I'm struggling to find sufficient information about the property Inheritance Tree (or Inheritence Context) used by DependencyObject and DependencyProperty.

I would like to use the value inheritence capability of DependencyProperty outside of a typical WPF page, such that Object A is the logical parent Object B, and thus a value assigned to a property on Object A will automatically propogate to Object B unless it has been locally set (a bit like the FlowDirection property works in WPF).

If Object A and Object B are derieved from DependencyObject, and are not children of a UIElement (in other words, Object A is it's own root), then how do you establish the logical tree so that DependencyProperty understands that B is a child of A?

The Hillberg Freezable Trick as well as Josh Smith's bag of tricks aren't quite what I'm looking for. I don't want to retrieve properties from an existing element tree... I want to create my own, non-visual element tree... i.e. have control over the inheritence context.

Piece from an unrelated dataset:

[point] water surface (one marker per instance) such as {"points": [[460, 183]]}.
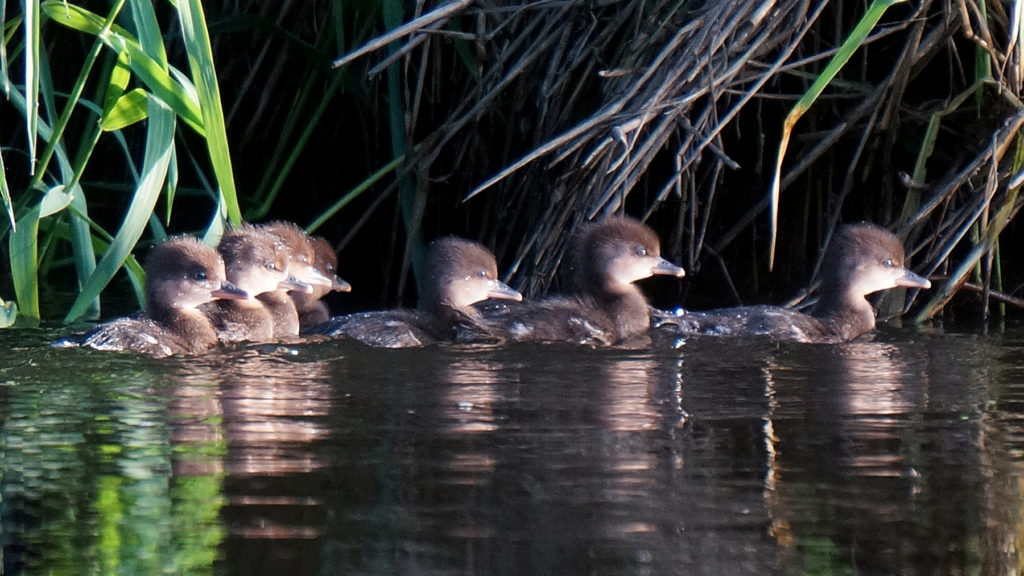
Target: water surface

Anyone know where this body of knowledge is hiding?

A: 

I assume that you're asking about the propagation of values to children that do not override values themselves.

The concept of a WPF element having a child is introduced by ContentControl as far as I know. This comes into play much further down the hierarchy than you want to go. So, I would assume that if you were to simply derive from DependencyObject that this behaviour would not manifest.

Specifically, a child needs to know to ask its parent if it doesn't have a value for a given property.

Interesting question. I'd like to know the full answer too.

Drew Noakes
+3  A: 

After much research and muddling through the source code for DependencyObject, here's the short answer:

The InheritenceContext (the property which reveals the logical parent of an instance) is (like 90% of the useful implementation of DependencyObject) marked as internal and thus kept hidden from all code outside of WindowsBase.dll

It is possible to use reflection to set the _contextParent field, as well as to call this hidden methods to set the InheritenceContext, but at the end of the day its not a clean solution.

After scouring the DependencyObject source code, I've gotta say that I'm not impressed. DependencyObject could and should have been a very clean, ubiquitous, reusable class. Instead it is structurally and behaviourly bound to it's inheritors, and even contains specific constants, fields, methods and work-arounds to help Freezable co-exist with the rest of the sub-classes, which not only strays far from good OO design, but also makes an otherwise superb class utterly unusable outside of the WPF framework.

Mark
Cheers for the answer to this interesting question. It's a shame that these kinds of properties require a specific base class, though I can't think of a better solution shy of language/compiler support (same for Freezable).